Tanning beds are for those of us who want to get a tan without going to the beach, or to sunny places, where we have to lie in the sun for days on end just to get the kind of tan we want. There’s also a chance we won’t get a relatively even tan if we trust the sunlight available to all manner of creatures outdoors, and not the comfort of an indoor tanning salon! Free personal ad

But there are a few risks to using tanning beds and other artificial tanning devices, such as sun lamps. Instead of getting a tan in an outdoor environment where sunlight is diffused and possibly also shaded, you can get a tan indoors by exposing yourself directly to ultraviolet rays at close range. A bed would require you to lie still for a few hours while special low-radiation tanning bulbs burn a luscious bronze color onto the surface of your skin. The same principle applies to sun lamps and portable tanning implements.

But even if bulbs are only low-radiation, they are not 100% radiation-free. If you happen to have sensitive skin, constant exposure even to low radiation will cause complications, ranging from simple itchiness and blotching to melanoma, which is the most severe form of skin cancer. Liberal use of suntan lotion with the right SPF for the kind of bed or bulbs you are using – as they are usually classified by lighting strength – would normally keep these risks at bay, but the dangers of developing skin problems through overuse of tanning implements still certainly exists.

And these risks already apply to you if you are an adult. How much riskier could it be for children?

Children have more delicate bodies.

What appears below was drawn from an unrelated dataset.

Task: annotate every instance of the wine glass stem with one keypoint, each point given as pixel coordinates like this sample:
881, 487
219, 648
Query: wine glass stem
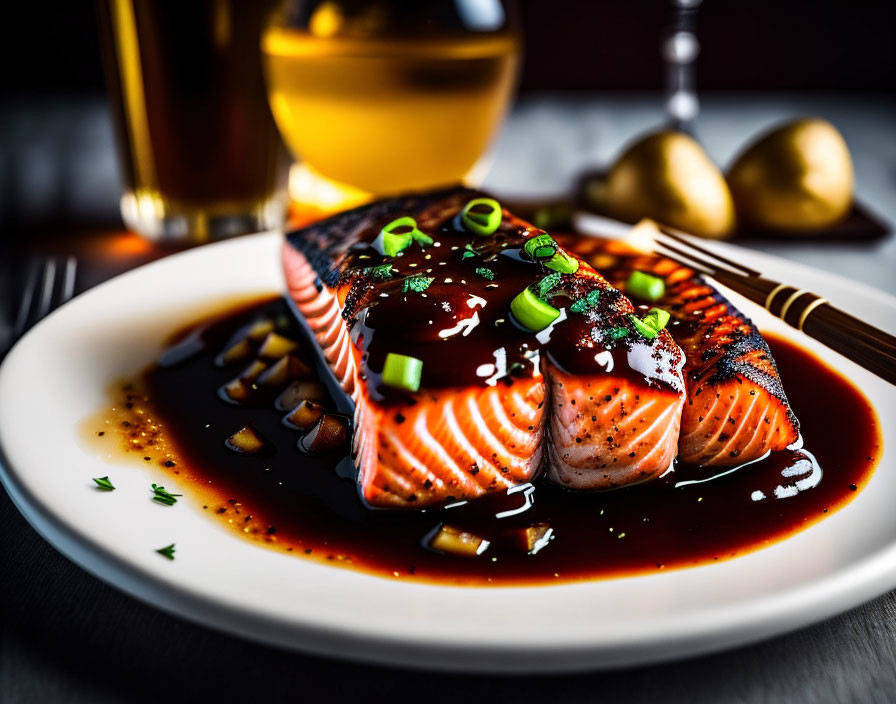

They are generally more susceptible to the invasion of foreign substances such as diseases and radiation; exposure to harmful things for an extended period of time is sure to cause adverse reactions, faster than if they had the stronger, tougher bodies of adults. A child is at a much higher risk of contracting skin cancer than an adult. If possible, children should be warned against staying away from habitually staying in the sunlight after 10 AM, or staying inside a room where a tanning bed is located and being used on a regular basis.

Kids may be naturally curious about the tanning process and wish to experiment with it themselves. Even if they seek the supervision and consent of adults, it is best not to let them try indoor tanning until they reach adult age, and their bodies are no longer so vulnerable. However, this may be difficult if you have a particularly looks-conscious child on your hands. Adolescence is a tricky thing. The sooner one looks good the better, and if tanning beds appear to be the best way to get the kind of look that your budding teenager is gunning for, some extra vigilance may be required.